# First time rat owner, with two little guys



## SoCalChris (Oct 30, 2012)

After much reading, we decided to get my daughter a rat to replace her recently departed hamster. I also love animals, and decided that a rat's social tendencies was a great excuse for me to get one as well. We got these guys at Petco. We were planning on getting them from a breeder, but my daughter fell in love with these guys at the store when we were getting some supplies.

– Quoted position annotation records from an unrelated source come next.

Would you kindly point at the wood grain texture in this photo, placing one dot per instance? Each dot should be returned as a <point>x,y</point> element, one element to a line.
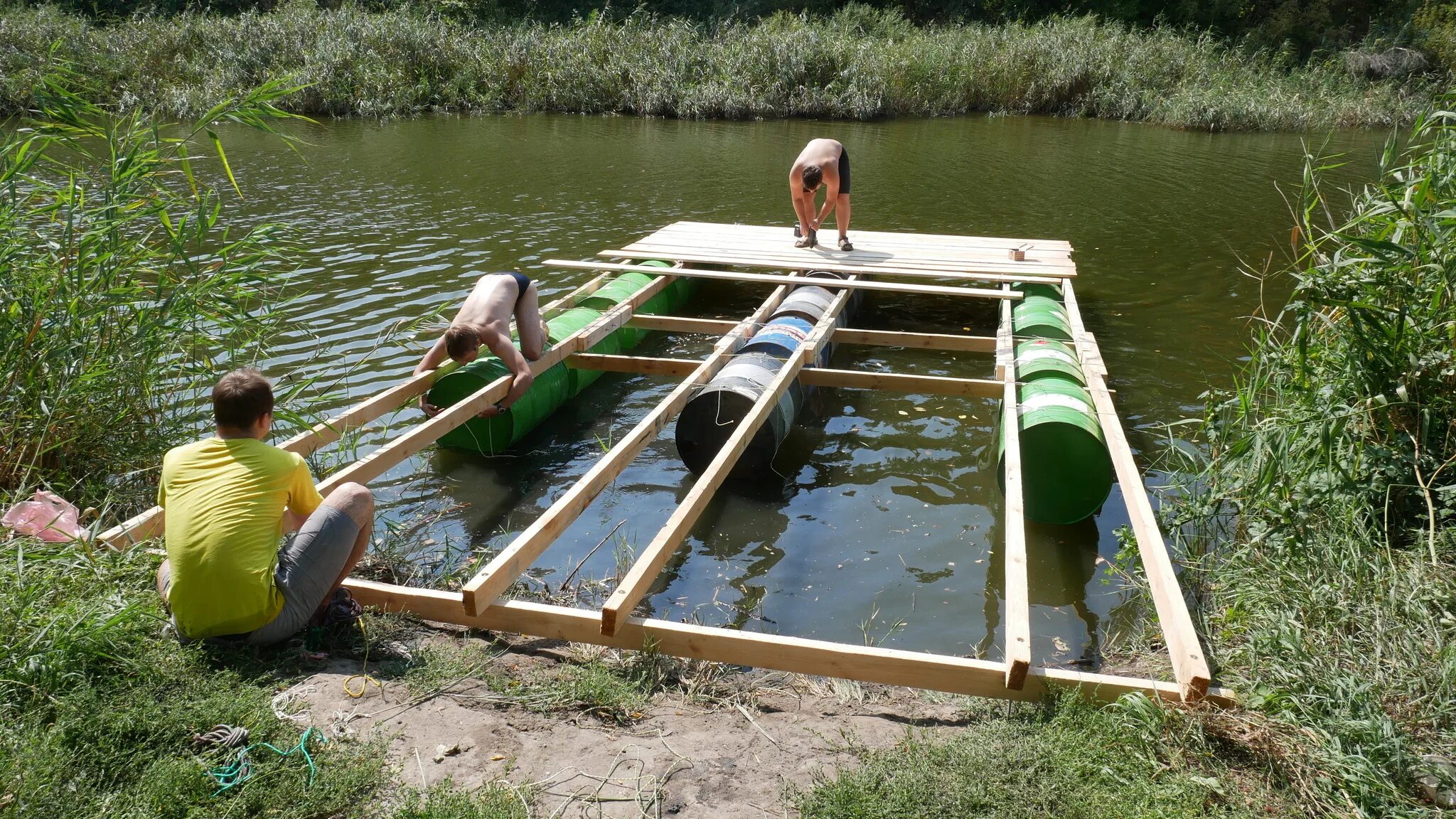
<point>794,655</point>
<point>1184,649</point>
<point>650,563</point>
<point>829,283</point>
<point>513,562</point>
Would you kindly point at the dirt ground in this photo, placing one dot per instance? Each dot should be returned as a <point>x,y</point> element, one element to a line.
<point>725,755</point>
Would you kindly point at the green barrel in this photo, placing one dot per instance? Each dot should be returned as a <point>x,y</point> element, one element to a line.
<point>1066,471</point>
<point>1039,305</point>
<point>491,436</point>
<point>1039,289</point>
<point>569,323</point>
<point>558,384</point>
<point>1046,359</point>
<point>1042,318</point>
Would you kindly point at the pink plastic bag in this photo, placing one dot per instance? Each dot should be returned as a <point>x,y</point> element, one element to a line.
<point>47,516</point>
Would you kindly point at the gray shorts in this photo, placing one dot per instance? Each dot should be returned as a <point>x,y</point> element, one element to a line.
<point>309,563</point>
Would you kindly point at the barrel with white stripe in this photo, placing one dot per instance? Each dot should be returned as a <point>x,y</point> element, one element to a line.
<point>1066,471</point>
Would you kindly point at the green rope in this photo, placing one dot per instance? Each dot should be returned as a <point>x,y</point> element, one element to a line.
<point>240,769</point>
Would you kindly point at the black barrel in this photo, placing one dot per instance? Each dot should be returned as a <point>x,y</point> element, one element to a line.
<point>712,416</point>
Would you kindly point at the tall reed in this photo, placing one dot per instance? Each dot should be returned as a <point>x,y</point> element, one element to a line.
<point>858,63</point>
<point>122,286</point>
<point>1325,509</point>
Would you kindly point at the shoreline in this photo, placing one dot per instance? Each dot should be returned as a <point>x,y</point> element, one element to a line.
<point>395,63</point>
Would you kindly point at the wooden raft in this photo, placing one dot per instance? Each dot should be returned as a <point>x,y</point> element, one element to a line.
<point>961,267</point>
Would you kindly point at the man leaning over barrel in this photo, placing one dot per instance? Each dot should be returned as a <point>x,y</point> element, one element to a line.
<point>228,500</point>
<point>486,319</point>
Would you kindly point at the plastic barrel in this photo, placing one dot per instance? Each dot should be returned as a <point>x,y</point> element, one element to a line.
<point>1040,321</point>
<point>555,385</point>
<point>1046,359</point>
<point>1039,289</point>
<point>1066,471</point>
<point>1039,305</point>
<point>490,436</point>
<point>712,416</point>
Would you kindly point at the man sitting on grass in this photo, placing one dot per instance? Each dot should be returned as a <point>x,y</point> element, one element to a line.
<point>228,499</point>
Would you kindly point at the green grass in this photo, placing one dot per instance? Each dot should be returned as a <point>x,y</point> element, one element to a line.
<point>1065,759</point>
<point>1321,520</point>
<point>860,63</point>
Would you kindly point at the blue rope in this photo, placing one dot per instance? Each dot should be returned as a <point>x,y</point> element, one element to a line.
<point>240,769</point>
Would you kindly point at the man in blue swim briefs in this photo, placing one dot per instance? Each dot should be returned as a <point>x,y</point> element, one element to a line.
<point>486,318</point>
<point>823,164</point>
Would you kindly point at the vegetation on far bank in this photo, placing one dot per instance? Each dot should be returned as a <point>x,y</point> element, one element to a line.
<point>857,63</point>
<point>1325,506</point>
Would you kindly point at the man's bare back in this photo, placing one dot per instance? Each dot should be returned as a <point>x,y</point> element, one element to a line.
<point>486,321</point>
<point>822,164</point>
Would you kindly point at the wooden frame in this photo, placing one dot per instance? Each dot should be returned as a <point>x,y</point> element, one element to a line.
<point>479,602</point>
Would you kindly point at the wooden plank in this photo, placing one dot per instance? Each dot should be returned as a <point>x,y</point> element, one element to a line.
<point>921,250</point>
<point>1017,596</point>
<point>654,557</point>
<point>882,237</point>
<point>1190,666</point>
<point>915,340</point>
<point>813,376</point>
<point>385,458</point>
<point>682,324</point>
<point>805,258</point>
<point>150,523</point>
<point>794,655</point>
<point>836,283</point>
<point>901,382</point>
<point>842,336</point>
<point>505,567</point>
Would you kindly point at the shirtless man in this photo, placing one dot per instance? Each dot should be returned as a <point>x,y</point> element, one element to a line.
<point>486,318</point>
<point>822,162</point>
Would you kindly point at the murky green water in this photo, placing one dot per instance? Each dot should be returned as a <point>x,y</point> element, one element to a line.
<point>883,522</point>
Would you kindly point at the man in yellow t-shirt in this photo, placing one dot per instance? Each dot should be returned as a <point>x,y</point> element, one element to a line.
<point>228,500</point>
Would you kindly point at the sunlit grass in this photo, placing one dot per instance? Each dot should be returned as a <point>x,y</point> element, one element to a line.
<point>860,63</point>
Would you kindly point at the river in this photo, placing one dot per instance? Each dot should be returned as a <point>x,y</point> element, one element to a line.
<point>882,525</point>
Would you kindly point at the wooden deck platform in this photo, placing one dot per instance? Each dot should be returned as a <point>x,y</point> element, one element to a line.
<point>986,266</point>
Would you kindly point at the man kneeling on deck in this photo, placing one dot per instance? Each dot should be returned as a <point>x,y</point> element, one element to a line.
<point>486,318</point>
<point>228,500</point>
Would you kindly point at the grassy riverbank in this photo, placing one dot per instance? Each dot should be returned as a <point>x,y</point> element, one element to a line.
<point>860,63</point>
<point>1325,508</point>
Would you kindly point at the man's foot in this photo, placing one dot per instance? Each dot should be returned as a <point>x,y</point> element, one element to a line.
<point>343,609</point>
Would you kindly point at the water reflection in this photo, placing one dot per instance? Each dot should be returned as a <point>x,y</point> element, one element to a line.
<point>883,509</point>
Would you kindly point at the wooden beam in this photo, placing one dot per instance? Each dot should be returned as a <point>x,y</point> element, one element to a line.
<point>842,336</point>
<point>1190,666</point>
<point>152,523</point>
<point>382,459</point>
<point>901,248</point>
<point>896,266</point>
<point>1018,602</point>
<point>670,537</point>
<point>997,242</point>
<point>682,324</point>
<point>915,340</point>
<point>901,382</point>
<point>837,283</point>
<point>811,376</point>
<point>505,567</point>
<point>794,655</point>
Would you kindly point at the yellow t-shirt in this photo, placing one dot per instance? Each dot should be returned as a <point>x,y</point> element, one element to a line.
<point>225,503</point>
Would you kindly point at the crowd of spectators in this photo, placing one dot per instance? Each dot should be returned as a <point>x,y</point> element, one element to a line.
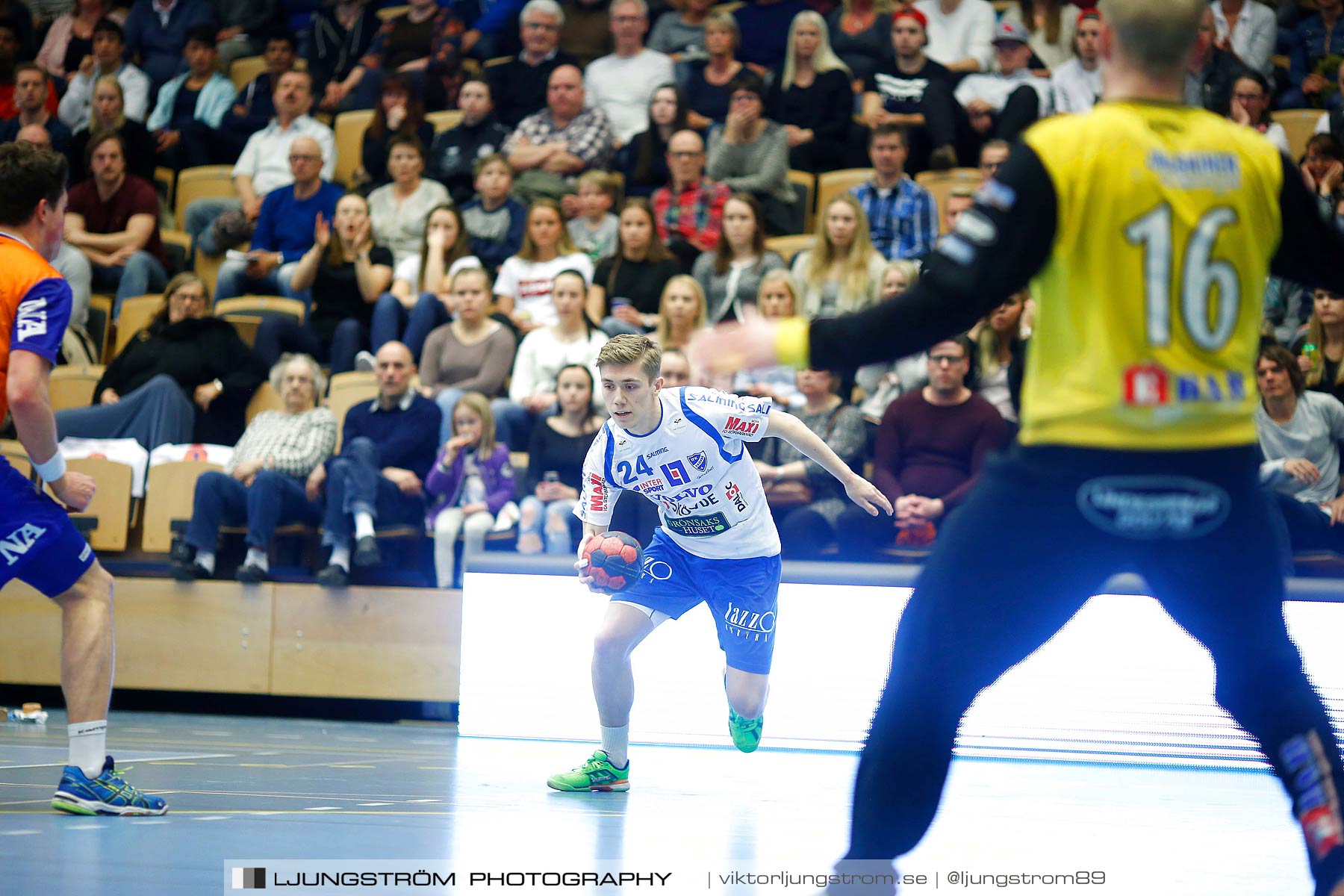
<point>618,168</point>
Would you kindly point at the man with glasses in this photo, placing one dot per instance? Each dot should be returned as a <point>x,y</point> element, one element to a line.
<point>284,228</point>
<point>930,447</point>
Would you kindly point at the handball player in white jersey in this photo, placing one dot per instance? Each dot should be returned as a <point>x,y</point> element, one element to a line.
<point>683,448</point>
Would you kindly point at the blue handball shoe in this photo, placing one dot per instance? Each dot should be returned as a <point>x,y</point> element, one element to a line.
<point>108,794</point>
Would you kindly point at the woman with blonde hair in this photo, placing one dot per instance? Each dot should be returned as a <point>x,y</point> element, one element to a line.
<point>812,97</point>
<point>841,273</point>
<point>680,312</point>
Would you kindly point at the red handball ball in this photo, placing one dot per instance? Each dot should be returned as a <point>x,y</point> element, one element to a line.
<point>615,561</point>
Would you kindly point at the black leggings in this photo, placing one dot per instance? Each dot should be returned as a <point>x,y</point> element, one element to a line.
<point>1039,535</point>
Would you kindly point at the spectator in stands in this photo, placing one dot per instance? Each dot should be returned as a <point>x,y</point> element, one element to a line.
<point>930,448</point>
<point>472,354</point>
<point>186,378</point>
<point>342,35</point>
<point>107,116</point>
<point>1211,72</point>
<point>1322,348</point>
<point>265,166</point>
<point>1313,58</point>
<point>1075,85</point>
<point>30,97</point>
<point>680,312</point>
<point>709,84</point>
<point>402,207</point>
<point>262,484</point>
<point>346,273</point>
<point>806,500</point>
<point>1298,435</point>
<point>913,92</point>
<point>557,144</point>
<point>841,273</point>
<point>960,33</point>
<point>541,356</point>
<point>1050,26</point>
<point>768,25</point>
<point>455,152</point>
<point>1004,104</point>
<point>688,211</point>
<point>750,153</point>
<point>812,99</point>
<point>644,161</point>
<point>1249,31</point>
<point>156,33</point>
<point>523,289</point>
<point>413,308</point>
<point>398,114</point>
<point>594,228</point>
<point>191,107</point>
<point>470,482</point>
<point>388,449</point>
<point>732,274</point>
<point>113,218</point>
<point>777,300</point>
<point>495,220</point>
<point>107,60</point>
<point>255,105</point>
<point>860,35</point>
<point>902,215</point>
<point>70,37</point>
<point>242,27</point>
<point>556,465</point>
<point>626,287</point>
<point>284,230</point>
<point>1001,340</point>
<point>886,382</point>
<point>519,87</point>
<point>1250,108</point>
<point>623,82</point>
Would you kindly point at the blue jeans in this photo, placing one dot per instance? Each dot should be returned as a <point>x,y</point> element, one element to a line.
<point>141,274</point>
<point>273,499</point>
<point>394,323</point>
<point>355,485</point>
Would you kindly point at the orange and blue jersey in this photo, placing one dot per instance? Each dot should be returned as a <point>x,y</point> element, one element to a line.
<point>34,308</point>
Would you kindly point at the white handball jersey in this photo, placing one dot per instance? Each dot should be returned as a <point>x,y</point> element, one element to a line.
<point>695,467</point>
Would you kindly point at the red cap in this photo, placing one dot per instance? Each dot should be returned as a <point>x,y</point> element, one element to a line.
<point>910,13</point>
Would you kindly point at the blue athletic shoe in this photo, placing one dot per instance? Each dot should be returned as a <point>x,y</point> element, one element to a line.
<point>108,794</point>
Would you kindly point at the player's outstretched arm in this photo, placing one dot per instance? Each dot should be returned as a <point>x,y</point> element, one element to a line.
<point>859,489</point>
<point>30,403</point>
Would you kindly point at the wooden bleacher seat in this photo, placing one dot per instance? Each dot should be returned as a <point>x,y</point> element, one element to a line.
<point>73,385</point>
<point>134,316</point>
<point>169,494</point>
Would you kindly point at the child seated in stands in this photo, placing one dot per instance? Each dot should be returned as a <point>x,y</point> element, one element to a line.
<point>472,481</point>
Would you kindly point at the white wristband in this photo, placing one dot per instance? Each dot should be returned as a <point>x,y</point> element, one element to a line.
<point>53,469</point>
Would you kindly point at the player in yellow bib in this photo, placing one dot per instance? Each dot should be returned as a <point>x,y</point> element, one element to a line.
<point>1145,231</point>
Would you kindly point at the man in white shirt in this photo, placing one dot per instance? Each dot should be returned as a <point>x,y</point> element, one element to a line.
<point>1077,84</point>
<point>960,33</point>
<point>623,82</point>
<point>108,45</point>
<point>264,164</point>
<point>1004,104</point>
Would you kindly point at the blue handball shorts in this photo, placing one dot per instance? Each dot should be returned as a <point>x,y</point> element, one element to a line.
<point>38,543</point>
<point>742,597</point>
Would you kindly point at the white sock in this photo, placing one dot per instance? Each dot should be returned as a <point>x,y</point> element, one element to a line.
<point>363,524</point>
<point>340,556</point>
<point>87,746</point>
<point>615,744</point>
<point>257,558</point>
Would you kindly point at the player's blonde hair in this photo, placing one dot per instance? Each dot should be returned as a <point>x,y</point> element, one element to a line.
<point>629,348</point>
<point>1154,35</point>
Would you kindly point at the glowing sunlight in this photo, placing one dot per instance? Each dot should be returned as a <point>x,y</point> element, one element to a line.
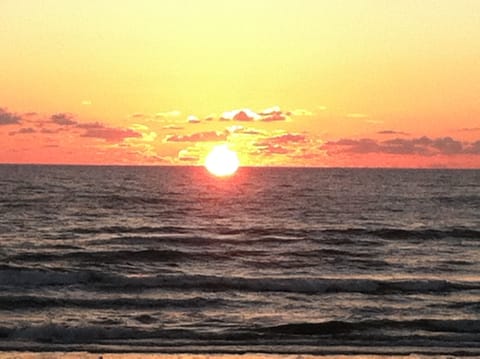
<point>221,161</point>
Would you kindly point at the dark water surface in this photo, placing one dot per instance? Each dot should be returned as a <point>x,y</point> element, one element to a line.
<point>272,259</point>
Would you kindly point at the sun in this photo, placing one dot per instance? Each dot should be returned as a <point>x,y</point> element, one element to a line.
<point>222,161</point>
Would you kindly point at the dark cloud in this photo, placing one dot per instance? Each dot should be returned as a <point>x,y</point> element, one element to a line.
<point>173,127</point>
<point>208,136</point>
<point>280,140</point>
<point>110,134</point>
<point>271,149</point>
<point>423,146</point>
<point>392,132</point>
<point>26,130</point>
<point>275,116</point>
<point>474,148</point>
<point>280,144</point>
<point>193,119</point>
<point>242,116</point>
<point>8,118</point>
<point>138,115</point>
<point>63,119</point>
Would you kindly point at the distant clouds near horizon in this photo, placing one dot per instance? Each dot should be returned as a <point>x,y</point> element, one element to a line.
<point>310,83</point>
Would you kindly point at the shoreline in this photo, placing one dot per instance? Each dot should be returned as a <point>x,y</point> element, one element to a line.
<point>137,355</point>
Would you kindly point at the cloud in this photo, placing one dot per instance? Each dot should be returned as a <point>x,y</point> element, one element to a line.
<point>357,115</point>
<point>423,146</point>
<point>246,115</point>
<point>173,127</point>
<point>276,116</point>
<point>284,139</point>
<point>138,115</point>
<point>243,115</point>
<point>474,148</point>
<point>63,119</point>
<point>26,130</point>
<point>392,132</point>
<point>8,118</point>
<point>301,112</point>
<point>193,119</point>
<point>208,136</point>
<point>174,113</point>
<point>280,145</point>
<point>110,134</point>
<point>244,131</point>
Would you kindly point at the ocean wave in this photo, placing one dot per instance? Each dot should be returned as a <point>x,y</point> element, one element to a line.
<point>340,327</point>
<point>20,302</point>
<point>106,281</point>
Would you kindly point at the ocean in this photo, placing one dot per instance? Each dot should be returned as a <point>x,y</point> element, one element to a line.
<point>270,260</point>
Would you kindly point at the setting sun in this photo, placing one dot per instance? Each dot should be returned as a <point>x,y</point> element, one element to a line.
<point>221,161</point>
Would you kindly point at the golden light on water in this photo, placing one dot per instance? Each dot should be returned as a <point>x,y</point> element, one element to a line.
<point>222,161</point>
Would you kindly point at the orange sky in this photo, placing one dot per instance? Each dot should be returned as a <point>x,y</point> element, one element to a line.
<point>302,83</point>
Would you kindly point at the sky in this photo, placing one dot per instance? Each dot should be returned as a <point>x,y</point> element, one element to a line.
<point>359,83</point>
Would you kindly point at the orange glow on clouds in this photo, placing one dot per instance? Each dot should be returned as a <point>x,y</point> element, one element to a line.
<point>310,83</point>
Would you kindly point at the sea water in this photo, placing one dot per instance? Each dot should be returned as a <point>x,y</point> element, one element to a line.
<point>278,260</point>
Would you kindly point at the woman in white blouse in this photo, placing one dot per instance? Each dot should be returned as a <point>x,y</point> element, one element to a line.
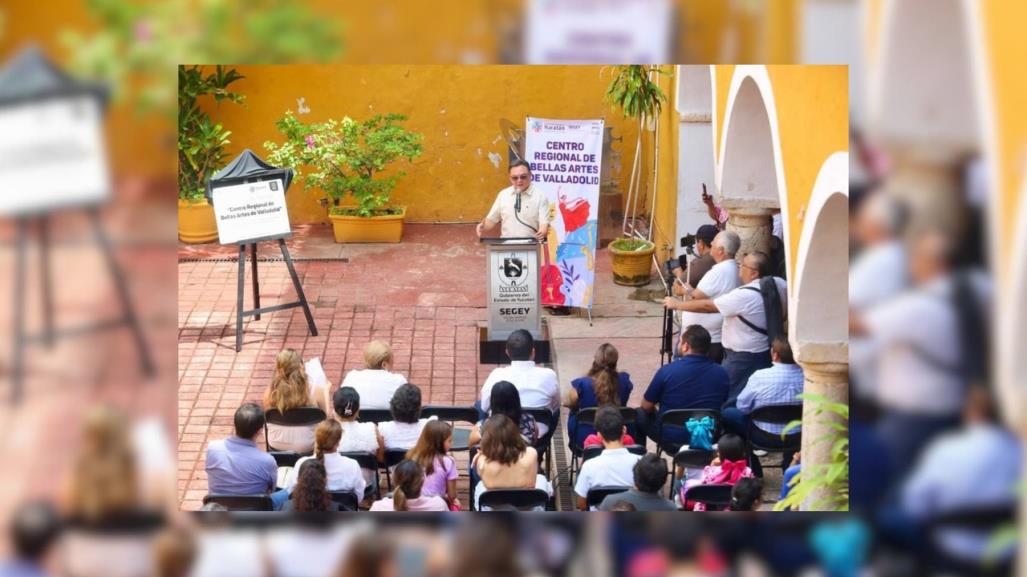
<point>376,383</point>
<point>356,436</point>
<point>343,473</point>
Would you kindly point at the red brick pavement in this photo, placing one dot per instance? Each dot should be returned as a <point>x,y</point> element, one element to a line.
<point>424,297</point>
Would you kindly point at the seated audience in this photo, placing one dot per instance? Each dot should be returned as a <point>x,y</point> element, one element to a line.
<point>691,382</point>
<point>747,495</point>
<point>343,472</point>
<point>777,385</point>
<point>649,474</point>
<point>614,466</point>
<point>505,461</point>
<point>310,493</point>
<point>604,385</point>
<point>537,385</point>
<point>236,465</point>
<point>356,436</point>
<point>976,467</point>
<point>431,453</point>
<point>33,529</point>
<point>290,389</point>
<point>506,400</point>
<point>726,468</point>
<point>375,383</point>
<point>405,428</point>
<point>409,478</point>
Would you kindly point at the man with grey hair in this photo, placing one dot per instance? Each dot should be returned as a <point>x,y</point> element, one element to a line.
<point>722,278</point>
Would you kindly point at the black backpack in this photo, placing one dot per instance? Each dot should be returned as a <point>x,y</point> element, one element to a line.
<point>772,308</point>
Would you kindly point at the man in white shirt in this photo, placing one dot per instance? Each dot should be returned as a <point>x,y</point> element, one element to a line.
<point>614,466</point>
<point>720,279</point>
<point>521,208</point>
<point>537,385</point>
<point>745,333</point>
<point>876,275</point>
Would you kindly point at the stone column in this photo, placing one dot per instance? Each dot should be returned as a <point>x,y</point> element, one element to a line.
<point>826,370</point>
<point>753,224</point>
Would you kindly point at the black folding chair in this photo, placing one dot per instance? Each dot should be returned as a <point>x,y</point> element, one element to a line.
<point>241,502</point>
<point>759,439</point>
<point>980,520</point>
<point>392,458</point>
<point>596,450</point>
<point>544,444</point>
<point>517,499</point>
<point>596,495</point>
<point>454,415</point>
<point>688,458</point>
<point>368,461</point>
<point>374,416</point>
<point>679,418</point>
<point>715,497</point>
<point>347,500</point>
<point>300,417</point>
<point>284,460</point>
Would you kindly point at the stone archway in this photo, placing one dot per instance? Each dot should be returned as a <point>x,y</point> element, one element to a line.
<point>750,174</point>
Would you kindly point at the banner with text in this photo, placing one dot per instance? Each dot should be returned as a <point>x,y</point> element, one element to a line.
<point>565,158</point>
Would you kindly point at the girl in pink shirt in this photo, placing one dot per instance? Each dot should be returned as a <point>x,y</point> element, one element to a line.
<point>409,477</point>
<point>431,453</point>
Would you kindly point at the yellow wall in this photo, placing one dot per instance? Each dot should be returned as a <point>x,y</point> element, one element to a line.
<point>1006,49</point>
<point>812,119</point>
<point>456,108</point>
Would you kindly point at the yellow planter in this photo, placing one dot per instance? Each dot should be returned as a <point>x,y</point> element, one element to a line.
<point>196,223</point>
<point>368,229</point>
<point>632,268</point>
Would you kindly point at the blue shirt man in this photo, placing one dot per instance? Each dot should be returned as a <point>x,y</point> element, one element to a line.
<point>236,465</point>
<point>691,382</point>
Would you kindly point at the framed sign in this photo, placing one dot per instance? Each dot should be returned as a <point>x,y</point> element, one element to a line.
<point>514,300</point>
<point>251,212</point>
<point>52,155</point>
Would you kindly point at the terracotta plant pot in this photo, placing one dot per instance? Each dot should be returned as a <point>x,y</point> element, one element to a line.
<point>632,268</point>
<point>196,223</point>
<point>387,228</point>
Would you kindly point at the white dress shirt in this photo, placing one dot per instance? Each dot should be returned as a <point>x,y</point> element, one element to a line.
<point>375,386</point>
<point>537,385</point>
<point>736,336</point>
<point>918,335</point>
<point>534,212</point>
<point>720,279</point>
<point>612,467</point>
<point>343,474</point>
<point>876,275</point>
<point>976,467</point>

The dark one is my daughter's, and is named Comet. The albino is mine, and his name is Nova.


----------



## EmmaEds (Sep 28, 2012)

Very sweet, I love the names. How old are they?


----------



## TachisMom (Oct 17, 2012)

They both look like sweethearts!!!


----------



## LightningWolf (Jun 8, 2012)

Aw so adorable.

But Nova is a Himalayin, you can see the small snippit on his nose. They are just as awesome as Albinos though. I mean they aren't that different (Himi - ch/c Albino - c/c if you like genetics) plus they look the same as babies. 

Welcome. I love the name Nova, and Comet. Nova is one of my Top 5 names list. 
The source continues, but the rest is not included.